As any New Orleanian knows, Galatoire’s has maintained a strict “no reservation” policy since 1905, with first-floor seating always traditionally first-come, first-serve, making the very idea of a reserved table there something to kill for.
So for a $50 per couple ticket, would-be bidders flocked into the restaurant. There they were treated to champagne, wine and seriously delicious appetizers passed on silver trays before the bidding opened. A half-dozen two-top tables were offered first. One by one they were bought by spirited bidders, each topping out at $400.
But these were just the opening forays. As the bidding for four-tops, eight-tops, even 10- and 12-tops began to escalate, Ruthie kept the crowd’s enthusiasm up with quips, wry comments and humor. How could anyone resist, as Ruthie said of one highly visible table, “its optimal view of the room and only a short walk to the ladies room?”
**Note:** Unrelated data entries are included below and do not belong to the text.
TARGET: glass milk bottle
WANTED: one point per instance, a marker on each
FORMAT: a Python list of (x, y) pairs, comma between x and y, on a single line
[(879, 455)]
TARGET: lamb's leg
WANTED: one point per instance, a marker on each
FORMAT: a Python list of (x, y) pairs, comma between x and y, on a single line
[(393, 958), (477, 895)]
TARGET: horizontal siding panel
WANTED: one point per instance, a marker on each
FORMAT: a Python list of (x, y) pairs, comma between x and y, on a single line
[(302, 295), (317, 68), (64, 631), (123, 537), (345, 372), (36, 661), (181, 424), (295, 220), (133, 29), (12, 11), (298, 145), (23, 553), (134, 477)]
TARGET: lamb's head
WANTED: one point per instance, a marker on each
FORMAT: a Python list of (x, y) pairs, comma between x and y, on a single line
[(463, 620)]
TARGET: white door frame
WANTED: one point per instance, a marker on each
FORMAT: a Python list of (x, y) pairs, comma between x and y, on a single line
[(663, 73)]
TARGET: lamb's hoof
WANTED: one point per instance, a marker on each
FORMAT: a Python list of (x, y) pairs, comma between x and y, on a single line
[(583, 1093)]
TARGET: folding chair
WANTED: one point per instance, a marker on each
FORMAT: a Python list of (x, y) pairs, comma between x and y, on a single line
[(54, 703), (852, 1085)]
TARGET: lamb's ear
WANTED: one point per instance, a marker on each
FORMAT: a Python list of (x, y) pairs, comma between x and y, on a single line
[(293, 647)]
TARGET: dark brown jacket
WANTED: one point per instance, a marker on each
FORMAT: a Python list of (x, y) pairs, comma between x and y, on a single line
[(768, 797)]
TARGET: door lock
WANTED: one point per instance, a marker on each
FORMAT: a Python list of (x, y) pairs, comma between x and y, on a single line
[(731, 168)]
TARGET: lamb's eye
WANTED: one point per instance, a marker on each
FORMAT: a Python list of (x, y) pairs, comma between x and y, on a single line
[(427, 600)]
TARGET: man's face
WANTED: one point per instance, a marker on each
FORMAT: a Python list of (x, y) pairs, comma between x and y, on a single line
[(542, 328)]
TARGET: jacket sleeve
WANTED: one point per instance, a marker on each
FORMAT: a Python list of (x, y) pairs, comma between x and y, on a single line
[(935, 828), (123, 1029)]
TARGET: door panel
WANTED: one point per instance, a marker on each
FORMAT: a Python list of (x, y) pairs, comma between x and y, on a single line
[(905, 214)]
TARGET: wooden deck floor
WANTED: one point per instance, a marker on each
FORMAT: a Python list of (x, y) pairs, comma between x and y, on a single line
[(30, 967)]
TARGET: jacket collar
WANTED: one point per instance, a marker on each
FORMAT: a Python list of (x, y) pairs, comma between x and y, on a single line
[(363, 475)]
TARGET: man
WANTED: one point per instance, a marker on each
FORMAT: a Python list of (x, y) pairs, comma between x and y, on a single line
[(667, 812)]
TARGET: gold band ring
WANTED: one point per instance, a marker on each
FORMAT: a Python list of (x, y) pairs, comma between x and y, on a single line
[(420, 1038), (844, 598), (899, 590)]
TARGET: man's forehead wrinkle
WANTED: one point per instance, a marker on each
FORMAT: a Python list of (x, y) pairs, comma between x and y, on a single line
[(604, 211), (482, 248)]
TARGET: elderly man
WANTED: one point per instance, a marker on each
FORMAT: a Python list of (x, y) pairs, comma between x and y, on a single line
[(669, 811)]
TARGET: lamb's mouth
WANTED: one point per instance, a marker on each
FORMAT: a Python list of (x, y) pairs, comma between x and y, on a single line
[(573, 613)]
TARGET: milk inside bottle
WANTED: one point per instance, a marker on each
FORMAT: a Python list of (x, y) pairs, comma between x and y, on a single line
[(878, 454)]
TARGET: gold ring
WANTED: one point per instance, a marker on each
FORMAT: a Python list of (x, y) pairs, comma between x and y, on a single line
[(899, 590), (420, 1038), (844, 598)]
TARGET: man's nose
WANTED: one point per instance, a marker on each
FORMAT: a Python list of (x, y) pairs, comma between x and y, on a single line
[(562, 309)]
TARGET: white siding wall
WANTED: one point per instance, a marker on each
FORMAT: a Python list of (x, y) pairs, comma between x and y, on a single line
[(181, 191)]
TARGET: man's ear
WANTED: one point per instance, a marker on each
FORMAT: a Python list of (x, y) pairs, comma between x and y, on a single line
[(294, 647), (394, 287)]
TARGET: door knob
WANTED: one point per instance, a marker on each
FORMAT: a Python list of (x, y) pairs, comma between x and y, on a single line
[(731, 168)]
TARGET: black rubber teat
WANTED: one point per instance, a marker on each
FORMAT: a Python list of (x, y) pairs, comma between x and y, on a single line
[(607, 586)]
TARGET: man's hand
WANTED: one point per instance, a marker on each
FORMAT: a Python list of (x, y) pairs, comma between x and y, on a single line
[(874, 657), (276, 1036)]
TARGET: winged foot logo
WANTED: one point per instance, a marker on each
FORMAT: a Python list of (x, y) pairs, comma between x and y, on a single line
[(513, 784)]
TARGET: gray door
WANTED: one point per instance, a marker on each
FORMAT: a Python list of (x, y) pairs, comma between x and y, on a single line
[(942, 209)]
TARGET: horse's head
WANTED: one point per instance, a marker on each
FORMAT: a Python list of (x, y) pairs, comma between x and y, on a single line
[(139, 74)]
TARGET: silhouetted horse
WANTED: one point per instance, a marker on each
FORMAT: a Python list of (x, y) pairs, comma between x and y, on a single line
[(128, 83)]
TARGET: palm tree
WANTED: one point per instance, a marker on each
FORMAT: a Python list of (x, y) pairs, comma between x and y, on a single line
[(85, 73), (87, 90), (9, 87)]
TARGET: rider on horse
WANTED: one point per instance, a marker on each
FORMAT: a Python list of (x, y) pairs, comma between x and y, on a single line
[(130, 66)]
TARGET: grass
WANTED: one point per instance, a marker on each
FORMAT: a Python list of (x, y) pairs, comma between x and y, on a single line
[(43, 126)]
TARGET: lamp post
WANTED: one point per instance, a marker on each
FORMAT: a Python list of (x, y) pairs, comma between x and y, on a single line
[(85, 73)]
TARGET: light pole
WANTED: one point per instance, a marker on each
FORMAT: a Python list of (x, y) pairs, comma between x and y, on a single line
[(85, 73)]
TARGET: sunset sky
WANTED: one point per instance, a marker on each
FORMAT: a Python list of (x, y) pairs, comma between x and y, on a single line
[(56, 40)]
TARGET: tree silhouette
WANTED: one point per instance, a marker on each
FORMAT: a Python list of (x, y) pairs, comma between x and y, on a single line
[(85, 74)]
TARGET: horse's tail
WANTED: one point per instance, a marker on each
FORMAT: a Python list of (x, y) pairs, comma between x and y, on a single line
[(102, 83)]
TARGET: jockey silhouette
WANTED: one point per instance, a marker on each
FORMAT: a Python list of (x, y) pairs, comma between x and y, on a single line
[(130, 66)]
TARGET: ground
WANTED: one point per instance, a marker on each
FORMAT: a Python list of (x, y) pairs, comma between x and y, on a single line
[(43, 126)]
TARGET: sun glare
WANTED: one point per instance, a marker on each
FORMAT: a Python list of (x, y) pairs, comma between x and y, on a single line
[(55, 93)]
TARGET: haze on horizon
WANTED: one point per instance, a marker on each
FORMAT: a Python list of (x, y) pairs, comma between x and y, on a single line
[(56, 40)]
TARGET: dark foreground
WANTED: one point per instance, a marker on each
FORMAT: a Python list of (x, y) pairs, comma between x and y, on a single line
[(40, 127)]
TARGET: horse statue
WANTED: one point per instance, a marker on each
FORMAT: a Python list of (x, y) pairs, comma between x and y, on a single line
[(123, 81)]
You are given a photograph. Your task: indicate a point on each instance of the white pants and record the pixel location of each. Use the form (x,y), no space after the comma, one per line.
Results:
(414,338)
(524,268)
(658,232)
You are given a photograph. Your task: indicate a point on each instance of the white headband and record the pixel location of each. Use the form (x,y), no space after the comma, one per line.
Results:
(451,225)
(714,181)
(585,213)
For experienced auction house bidders like Sally Richards, it’s all about the timing of when you raise your paddle. Trying on a couple of occasions but failing, she was finally able to secure the table she wanted.
“I’m so relieved,” Sally said with a smile, “because I’ve already asked the people.”
Others clearly felt the same way in what, one has to observe, was a room filled with predominantly guy-dominated paddle platoons. And while there were a number of proxy-paddlers bidding for absent interested parties, not all were successful. Gabby Waxman, who works for Galatoire’s, was one. Although she raised her paddle for almost every table offered, she was seriously outbid on all. “I tried,” she smiled gamely.
Applause was abundant for the high roller of the evening, one William A. Lazaro Jr., who with his wife, Winona, bid $9,250 for an eight-top and another $1,700 for a four-top. Now remember, no food, no wine, just the tables.
“It’s for two great causes,” William says of the two 2015 beneficiaries of the event: Lighthouse Louisiana, formerly known as the Lighthouse for the Blind, an organization dedicated to serving the blind, visually impaired disabled community; and Liberty’s Kitchen, whose mission is to transform the lives of New Orleans youth through food service-based training and leadership.
“I know it’s a lot of money,” William says of his two “prime spot” tables. “But I’m fortunate enough to be able to do it.”
All in all, the evening raised more than $68,000 for the beneficiaries. Not a bad way for Mardi Gras/Galatoire’s lovers to spend a couple of hours giving to charity and ensuring that the Friday before Carnival will be one fun, even memorable, day.
Depending on the liquid intake, that is!